The first issue relates to the golden rule that the pricing and other key terms in ICAs need to have legal certainty. A TP challenge could be made by tax administrations at both ends of the transaction. And at any given time, a TP adjustment claimed by one tax administration is unlikely to be immediately agreed at the other end … and may not be agreed at all. So the only workable way to achieve legal certainty is to link the TP override clause to TP adjustments made by one specified tax authority.

The second issue, which is more fundamental, relates to governance. This is the principle that ICAs are not 'fictional' or 'notional' agreements which merely exist in the minds of tax geeks (much as we love tax geeks). In order to have any substance at all, ICAs need to be properly considered and approved by the directors of the respective legal entities involved.

Generally speaking, this requires intercompany transactions and ICAs to be as simple as possible, so that legal entity directors can receive a clear briefing on the arrangements, and can give their informed consent. In effect, this is a form of ‘Occam’s Razor’ - any unnecessary steps or provisions should be eliminated.

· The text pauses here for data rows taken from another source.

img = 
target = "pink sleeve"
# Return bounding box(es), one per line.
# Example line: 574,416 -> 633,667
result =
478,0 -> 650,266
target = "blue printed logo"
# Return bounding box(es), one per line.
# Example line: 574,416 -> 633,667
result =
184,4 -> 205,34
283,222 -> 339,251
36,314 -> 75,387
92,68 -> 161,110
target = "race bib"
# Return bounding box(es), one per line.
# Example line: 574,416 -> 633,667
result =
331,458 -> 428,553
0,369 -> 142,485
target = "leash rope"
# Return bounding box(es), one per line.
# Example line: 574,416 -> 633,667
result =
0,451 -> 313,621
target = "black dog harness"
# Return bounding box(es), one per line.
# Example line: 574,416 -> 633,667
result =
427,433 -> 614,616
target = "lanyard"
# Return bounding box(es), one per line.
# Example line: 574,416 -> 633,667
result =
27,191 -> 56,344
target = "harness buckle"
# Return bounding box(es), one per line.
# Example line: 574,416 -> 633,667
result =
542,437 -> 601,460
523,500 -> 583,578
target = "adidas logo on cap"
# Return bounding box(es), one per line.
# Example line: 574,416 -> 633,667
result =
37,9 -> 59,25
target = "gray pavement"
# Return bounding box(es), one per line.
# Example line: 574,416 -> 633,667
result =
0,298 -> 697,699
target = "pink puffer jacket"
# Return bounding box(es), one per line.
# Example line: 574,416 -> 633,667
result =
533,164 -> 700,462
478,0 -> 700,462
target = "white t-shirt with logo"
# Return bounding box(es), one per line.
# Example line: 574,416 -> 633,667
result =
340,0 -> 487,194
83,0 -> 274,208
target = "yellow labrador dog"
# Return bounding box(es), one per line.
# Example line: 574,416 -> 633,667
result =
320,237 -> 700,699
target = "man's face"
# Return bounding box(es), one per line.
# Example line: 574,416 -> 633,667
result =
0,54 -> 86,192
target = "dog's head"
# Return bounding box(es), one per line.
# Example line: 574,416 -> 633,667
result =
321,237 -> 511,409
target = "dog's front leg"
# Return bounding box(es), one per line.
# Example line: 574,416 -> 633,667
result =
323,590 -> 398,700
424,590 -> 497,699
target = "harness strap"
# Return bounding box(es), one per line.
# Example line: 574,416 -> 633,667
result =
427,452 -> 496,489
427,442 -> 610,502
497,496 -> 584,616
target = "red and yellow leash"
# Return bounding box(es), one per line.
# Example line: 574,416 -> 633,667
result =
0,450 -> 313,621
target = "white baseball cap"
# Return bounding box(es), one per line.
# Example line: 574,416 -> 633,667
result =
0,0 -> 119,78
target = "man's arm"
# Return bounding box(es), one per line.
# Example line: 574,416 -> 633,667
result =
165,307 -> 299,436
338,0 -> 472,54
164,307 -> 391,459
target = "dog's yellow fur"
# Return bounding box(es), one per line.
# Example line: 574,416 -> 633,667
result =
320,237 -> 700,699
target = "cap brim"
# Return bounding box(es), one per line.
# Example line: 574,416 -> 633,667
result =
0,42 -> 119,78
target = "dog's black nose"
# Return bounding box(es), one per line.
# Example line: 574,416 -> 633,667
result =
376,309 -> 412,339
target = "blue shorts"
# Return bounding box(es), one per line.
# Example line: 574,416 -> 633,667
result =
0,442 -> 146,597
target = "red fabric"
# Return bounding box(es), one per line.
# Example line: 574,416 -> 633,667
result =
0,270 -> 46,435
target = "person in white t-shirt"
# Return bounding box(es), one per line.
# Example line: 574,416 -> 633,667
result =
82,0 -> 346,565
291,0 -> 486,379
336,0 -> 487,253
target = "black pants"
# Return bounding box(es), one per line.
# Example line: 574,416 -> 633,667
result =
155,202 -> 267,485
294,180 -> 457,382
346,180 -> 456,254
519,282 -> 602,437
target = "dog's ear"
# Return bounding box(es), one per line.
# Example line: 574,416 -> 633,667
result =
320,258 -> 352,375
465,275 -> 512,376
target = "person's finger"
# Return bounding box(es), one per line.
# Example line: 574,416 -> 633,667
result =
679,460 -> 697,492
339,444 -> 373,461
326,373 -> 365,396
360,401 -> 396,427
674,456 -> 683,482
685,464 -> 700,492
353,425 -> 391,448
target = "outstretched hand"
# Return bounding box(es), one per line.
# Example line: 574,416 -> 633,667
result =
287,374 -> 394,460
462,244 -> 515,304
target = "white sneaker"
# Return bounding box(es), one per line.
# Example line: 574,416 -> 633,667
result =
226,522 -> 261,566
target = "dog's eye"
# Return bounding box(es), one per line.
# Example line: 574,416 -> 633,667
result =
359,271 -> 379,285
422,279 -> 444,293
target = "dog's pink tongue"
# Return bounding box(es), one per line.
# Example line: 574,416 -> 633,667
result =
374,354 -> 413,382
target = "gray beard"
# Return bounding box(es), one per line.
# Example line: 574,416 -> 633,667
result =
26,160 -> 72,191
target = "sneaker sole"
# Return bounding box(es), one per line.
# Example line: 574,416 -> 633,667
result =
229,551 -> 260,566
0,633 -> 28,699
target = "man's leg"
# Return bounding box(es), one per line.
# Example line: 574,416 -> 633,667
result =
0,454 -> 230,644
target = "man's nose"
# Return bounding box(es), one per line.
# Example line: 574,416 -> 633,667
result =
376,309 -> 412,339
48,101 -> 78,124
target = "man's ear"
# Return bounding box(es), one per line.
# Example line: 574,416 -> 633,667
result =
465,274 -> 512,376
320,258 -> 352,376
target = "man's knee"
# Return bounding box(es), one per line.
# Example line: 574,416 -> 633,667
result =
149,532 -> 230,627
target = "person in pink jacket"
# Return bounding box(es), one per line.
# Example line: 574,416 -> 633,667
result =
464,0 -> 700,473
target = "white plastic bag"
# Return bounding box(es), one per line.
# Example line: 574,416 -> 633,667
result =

A provision which has a potentially significant retrospective impact, based on circumstances outside the control of the parties, would need a very strong reason to be there.

The third issue is that ICAs do not just impact on TP and corporate tax. They also have important implications for customs duties, VAT / GST, and other considerations. This is another reason, in our minds for treating TP override clauses with caution. This is especially the case since TP challenges may occur a number of years after the transactions to which they relate.

What’s your view? Are we missing something important here?